According to Perry, the first genetic study of M. edwardsi — conducted in 2005 by Anne Yoder, Braxton Craven Professor of Evolutionary Biology at Duke University and her team, and now a co-author of the current paper — was an analysis of a small fragment of the species’ mitochondrial DNA.
“When Anne and her team observed the phylogenetic placement of Megaladapis to be more closely related to Eulemur than to Lepilemur, it was somewhat of a shock, in a cool way,” he said. “But uncertainty about the relationship between Megaladapis and other lemurs has continued to linger among scientists. That 2005 study was a really important one, and now with the more sophisticated technology available to us today, we robustly confirmed that major finding.”
In addition to extant lemur species, the team also compared M. edwardsi’s genome to the genomes of dozens of more distantly related species, including golden snub-nosed colobine monkeys, which are folivores, and horses, which are herbivores.
“We found similarities between M. edwardsi and these two species in some of the genes that encode protein products that function in the biodegradation of plant toxins and in nutrient absorption, consistent with dental evidence suggesting that M. edwardsi was folivorous,” said Marciniak.
Specifically, the researchers identified similarities between M. edwardsi and the golden snub-nosed monkey across genes with hydrolase activity functions, and between M. edwardsi and horse across genes with brush border functions.
“Hydrolases help to break down plant secondary compounds, while brush border microvilli play crucial roles in nutrient absorption and chemical breakdown in the gut,” said Marciniak.
In the future, the team plans to analyze DNA from additional extinct lemurs and non-lemur primates with the goal of continuing to fill in the gaps in the primate family tree.
“For now,” said Perry, “we are excited to have been able to analyze M. edwardsi’s nuclear genome sequence for insights into the evolutionary biology and behavioral ecology of this extinct animal and to have resolved its phylogenetic relationship with some other extant lemurs.”

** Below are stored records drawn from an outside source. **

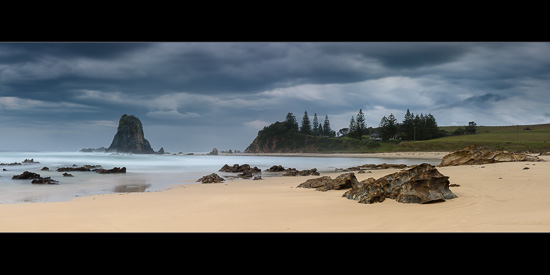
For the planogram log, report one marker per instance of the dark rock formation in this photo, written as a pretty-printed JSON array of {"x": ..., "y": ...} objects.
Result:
[
  {"x": 212, "y": 178},
  {"x": 111, "y": 171},
  {"x": 420, "y": 184},
  {"x": 46, "y": 180},
  {"x": 26, "y": 176},
  {"x": 129, "y": 137},
  {"x": 294, "y": 172},
  {"x": 325, "y": 183},
  {"x": 473, "y": 156}
]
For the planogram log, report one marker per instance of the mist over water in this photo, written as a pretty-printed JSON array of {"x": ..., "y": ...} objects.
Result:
[{"x": 144, "y": 173}]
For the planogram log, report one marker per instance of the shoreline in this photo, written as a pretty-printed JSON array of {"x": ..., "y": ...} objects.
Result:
[
  {"x": 393, "y": 155},
  {"x": 499, "y": 197}
]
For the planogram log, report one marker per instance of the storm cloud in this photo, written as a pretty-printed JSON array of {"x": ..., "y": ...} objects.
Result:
[{"x": 225, "y": 92}]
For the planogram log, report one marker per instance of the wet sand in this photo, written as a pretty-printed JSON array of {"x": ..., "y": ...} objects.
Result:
[{"x": 502, "y": 197}]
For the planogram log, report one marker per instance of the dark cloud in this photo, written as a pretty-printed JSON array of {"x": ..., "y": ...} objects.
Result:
[{"x": 240, "y": 86}]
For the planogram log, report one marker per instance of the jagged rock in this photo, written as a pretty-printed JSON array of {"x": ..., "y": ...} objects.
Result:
[
  {"x": 46, "y": 180},
  {"x": 129, "y": 137},
  {"x": 26, "y": 175},
  {"x": 294, "y": 172},
  {"x": 317, "y": 182},
  {"x": 111, "y": 171},
  {"x": 275, "y": 168},
  {"x": 212, "y": 178},
  {"x": 325, "y": 183},
  {"x": 420, "y": 184},
  {"x": 82, "y": 168},
  {"x": 472, "y": 156}
]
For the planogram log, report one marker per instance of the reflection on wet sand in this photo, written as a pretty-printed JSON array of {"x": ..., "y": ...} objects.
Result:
[{"x": 137, "y": 187}]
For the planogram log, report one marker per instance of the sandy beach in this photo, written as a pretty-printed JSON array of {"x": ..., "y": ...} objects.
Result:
[{"x": 502, "y": 197}]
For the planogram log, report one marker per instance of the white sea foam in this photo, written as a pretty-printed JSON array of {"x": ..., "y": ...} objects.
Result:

Other Penn State authors include Mehreen Mughal, graduate student in bioinformatics and genomics, and Richard Bankoff, graduate student in anthropology. Authors from Université d’Antananarivo include Heritiana Randrianatoandro, graduate student; Jeannot Randrianasy, head of the Laboratoire de Primatologie et Paléontologie des Vertébrés; and Brigitte Raharivololona, head of the Anthropobiologie et Développement Durable Mention. Other authors include Laurie Godfrey, professor emerita, University of Massachusetts, Amherst; Christina Bergey, assistant professor of molecular biosciences, Rutgers University; Brooke Crowley, associate professor of geology; Kathleen Muldoon, associate professor of anatomy, Midwestern University; Stephan Schuster, professor of biological sciences, Nanyang Technological University; Ripan Malhi, professor of anthropology, University of Illinois Urbana-Champaign; Edward Louis Jr., director of the Department of Conservation Genetics, Omaha Henry Doorly Zoo; and Logan Kistler, curator of archaeobotany and archaeogenetics, Smithsonian Institution.
The College of Liberal Arts and Huck Institutes of the Life Sciences at Penn State, the National Science Foundation and the Ahmanson Foundation supported this research.